I should also say that I am thankful for the detailed and insightful comments on early drafts of this book by Richard Barnes, Iain Boal, Elizabeth Borgwardt, Mike Daube, DeWitt Durham, William Frable, Stanton Glantz, Ray Goldstein, David Hollinger, Phyra McCandless, Jennifer Morris, Mark Parascandola, John Proctor (my brother), David Rosner, Jonathan Samet, Steven Schroeder, Elizabeth A. Smith, Eugenia Somers (my mom), and Elizabeth Watkins. To my editors, Hannah Love and Sheila Berg, I must express a debt of thanks for tolerating my prolix prose. And a thanks to my companions at CASBS up on the hill.
I would also like to thank two colleagues—Allan Brandt and Louis Kyriakoudes—for their acumen and insight. Both of these distinguished historians know what it is like to be on the receiving end of the industry’s legal fury, a story that some day will require a separate telling (Jon Wiener makes a good first start in his 2010 account, “Big Tobacco and the Historians,” for the Nation). Suffice it here to say I owe a debt of gratitude to the judiciary of the state of Florida, which barred the tobacco industry from gaining access to an early draft of the present book (which had been subpoenaed). I should also thank Lauren Schoenthaler in Stanford University’s Office of the General Counsel for helping me to protect my First Amendment rights.

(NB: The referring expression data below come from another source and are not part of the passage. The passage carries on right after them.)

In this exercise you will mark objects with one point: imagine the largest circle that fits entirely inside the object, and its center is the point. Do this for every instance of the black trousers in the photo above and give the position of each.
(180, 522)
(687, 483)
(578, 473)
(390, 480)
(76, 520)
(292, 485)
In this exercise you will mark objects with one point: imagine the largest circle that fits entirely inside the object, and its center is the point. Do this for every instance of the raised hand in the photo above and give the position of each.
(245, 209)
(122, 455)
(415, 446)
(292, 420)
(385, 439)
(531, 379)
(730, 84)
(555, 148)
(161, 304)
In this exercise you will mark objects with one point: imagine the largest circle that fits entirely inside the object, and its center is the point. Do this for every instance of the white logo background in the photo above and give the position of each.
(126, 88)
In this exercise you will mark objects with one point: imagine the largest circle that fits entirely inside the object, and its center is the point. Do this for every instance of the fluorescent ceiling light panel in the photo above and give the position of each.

Last but not least, I would like to thank those many cigarette industry lawyers with whom I have sparred over the past dozen-odd years. Being deposed is not always a pleasant experience, but it can help sharpen one’s ideas—and can even open up opportunities to reverse engineer anxieties. Several of the lines of inquiry explored in this book were first proposed to me (inadvertently, perhaps) by attorneys working for the defense in litigation. I am particularly grateful in this regard to William Allinder, David Bernick, Annie Chuang, Jeffrey L. Furr, Roger Geary, Theodore Grossman, Stephen J. Kaczynski, Frank P. Kelly, Elizabeth P. Kessler, Paul D. Koethe, Christine Lawson, Kenneth J. Reilly, Bruce Sheffler, and Douglas B. Smith, all esquires for the tobacco trade.
Most people have no idea how much energy has been marshaled in defense of this, the world’s deadliest business enterprise. Critics of the industry, even with mountains of truth on their side, remain as Davids against the tobacco Goliath. Sometimes, though, even a small stone can work wonders.